Scientists have been using MRI images (like the ones pictured here) to train artificial intelligence to detect cancers earlier and with more accuracy. Here, MIT's AI system, MIRAI, looks for patterns in a patient's mammograms to detect breast cancer earlier than ever before. news.mit.edu
But even though the AI was better able to pinpoint cancer on an image, it doesn’t mean radiologists will soon be out of a job. Dr. Laura Heacock, a breast radiologist at NYU, said in an interview with CNN that radiologists do much more than simply screening mammograms, and that even well-trained technology can make errors. “These tools work best when paired with highly-trained radiologists who make the final call on your mammogram. Think of it as a tool like a stethoscope for a cardiologist.”
AI is still an emerging technology, but more and more doctors are using them to detect different cancers. For example, researchers at MIT have developed a program called MIRAI, which looks at patterns in patient mammograms across a series of scans and uses an algorithm to model a patient's risk of developing breast cancer over time. The program was "trained" with more than 200,000 breast imaging scans from Massachusetts General Hospital and has been tested on over 100,000 women in different hospitals across the world. According to MIT, MIRAI "has been shown to be more accurate in predicting the risk for developing breast cancer in the short term (over a 3-year period) compared to traditional tools." It has also been able to detect breast cancer up to five years before a patient receives a diagnosis.
The challenges for cancer-detecting AI tools now is not just accuracy.
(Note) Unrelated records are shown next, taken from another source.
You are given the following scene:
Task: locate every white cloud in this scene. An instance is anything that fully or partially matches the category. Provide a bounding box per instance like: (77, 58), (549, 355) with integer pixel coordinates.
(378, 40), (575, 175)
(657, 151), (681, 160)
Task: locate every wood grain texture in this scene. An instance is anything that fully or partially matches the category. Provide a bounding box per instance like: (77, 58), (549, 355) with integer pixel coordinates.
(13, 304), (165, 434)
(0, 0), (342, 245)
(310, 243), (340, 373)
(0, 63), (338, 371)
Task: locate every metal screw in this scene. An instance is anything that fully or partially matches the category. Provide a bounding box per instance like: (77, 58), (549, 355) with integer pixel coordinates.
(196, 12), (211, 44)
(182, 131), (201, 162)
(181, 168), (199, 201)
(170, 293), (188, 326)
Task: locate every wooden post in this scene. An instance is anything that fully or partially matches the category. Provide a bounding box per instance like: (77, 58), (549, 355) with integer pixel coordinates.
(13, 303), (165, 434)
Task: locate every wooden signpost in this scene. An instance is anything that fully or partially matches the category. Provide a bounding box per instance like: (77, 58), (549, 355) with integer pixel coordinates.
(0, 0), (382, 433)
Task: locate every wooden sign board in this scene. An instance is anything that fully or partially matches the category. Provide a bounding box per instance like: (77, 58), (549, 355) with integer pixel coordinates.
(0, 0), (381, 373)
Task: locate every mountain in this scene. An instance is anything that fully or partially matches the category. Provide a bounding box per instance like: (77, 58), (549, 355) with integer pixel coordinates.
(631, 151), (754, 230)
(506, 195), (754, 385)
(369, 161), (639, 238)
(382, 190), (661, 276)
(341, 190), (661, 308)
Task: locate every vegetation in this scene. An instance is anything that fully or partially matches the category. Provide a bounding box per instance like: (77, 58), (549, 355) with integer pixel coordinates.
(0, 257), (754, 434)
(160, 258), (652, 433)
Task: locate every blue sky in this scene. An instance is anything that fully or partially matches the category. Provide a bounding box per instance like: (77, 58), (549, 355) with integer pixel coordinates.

AI tools are also being challenged to perform consistently well across different ages, races, and breast density profiles, particularly given the increased risks that different women face. For example, Black women are 42 percent more likely than white women to die from breast cancer, despite having nearly the same rates of breast cancer as white women. Recently, an FDA-approved AI device for screening breast cancer has come under fire for wrongly detecting cancer in Black patients significantly more often than white patients.
As AI technology improves, radiologists will be able to accurately scan a more diverse set of patients at a larger volume than ever before, potentially saving more lives than ever.